Alles über die Zielgruppe wissen. Ihre Motivation und ihren Antrieb kennen. Eines der entscheidenden Kriterien für nutzenbringende Kreativität. In der aktuellen PR Week beschreibt Brad Buyce den feinen Unterschied und er liefert auch gleich eine schöne Kreativitätstechnik mit:
The endless well of creative inspiration
“We're looking for big ideas.” I would guess I've heard that phrase from clients and colleagues 1,500 times over the last 20 years.When any of us hear it, our minds scold us to buckle down, think harder, hold all calls, and book brainstorms at once. We re-read the client brief, sample the product/service and think, think, think. However, the more we try to force big ideas, the farther we seem from a breakthrough.
There's an endless well of inspiration that will drive astounding creative, and it's accessible to all of us. Consumer insight will infuse new energy, free new ideas, and improve the rate of sell-in with clients and prospects alike. It's not a restrictor; it's a turbo boost for “big ideas.”
Here's a quick test to prove that consumer insights free your creativity. First, try to come up with as many PR ideas in one minute for the following challenge: an automobile manufacturer is trying to sell minivans to consumers in their 20s.
Then do it again, but now you've discovered that the target's top priority is someday being a good parent; 20-somethings are surprisingly grounded about the ideal of family and optimistic that they will lead better lives than their parents.
This second version should be much easier to ideate, since you know more about the target's desires. It becomes less about the equipment or the price and more about human truths that drive them. And when you need a big idea, don't beat yourself up – get human.
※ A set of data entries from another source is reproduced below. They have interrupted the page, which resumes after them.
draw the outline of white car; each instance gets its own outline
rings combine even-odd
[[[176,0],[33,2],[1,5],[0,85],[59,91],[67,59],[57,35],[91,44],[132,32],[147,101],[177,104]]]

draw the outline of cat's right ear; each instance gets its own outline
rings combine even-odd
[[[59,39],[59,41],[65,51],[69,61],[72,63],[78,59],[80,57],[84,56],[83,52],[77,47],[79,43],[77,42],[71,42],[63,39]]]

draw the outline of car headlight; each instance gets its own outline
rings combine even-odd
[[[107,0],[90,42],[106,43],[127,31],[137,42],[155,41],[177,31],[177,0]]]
Ad agencies use highly trained account planners to champion the mindset and needs of the consumer target and the things that move them. They draw intriguing consumer insights from seemingly unrelated data points, observational research, focus groups, or their own life experiences.
If you don't have the means to hire an account planner to help you uncover some insights, then I recommend using the “Five Whys,” a technique outlined in a book from Kellogg School of Management professor Andrew Razeghi. Start with the problem statement in terms of the target's challenges and then ask yourself “Why?” As you continue to answer the question each time, you peel back the onion until you at least have a rough consumer insight to research or test. It's not ironclad, but it's a first step and a great way to practice using your intuition.
A 20-year agency veteran, Brad Buyce is EVP of client strategy for Coyne PR.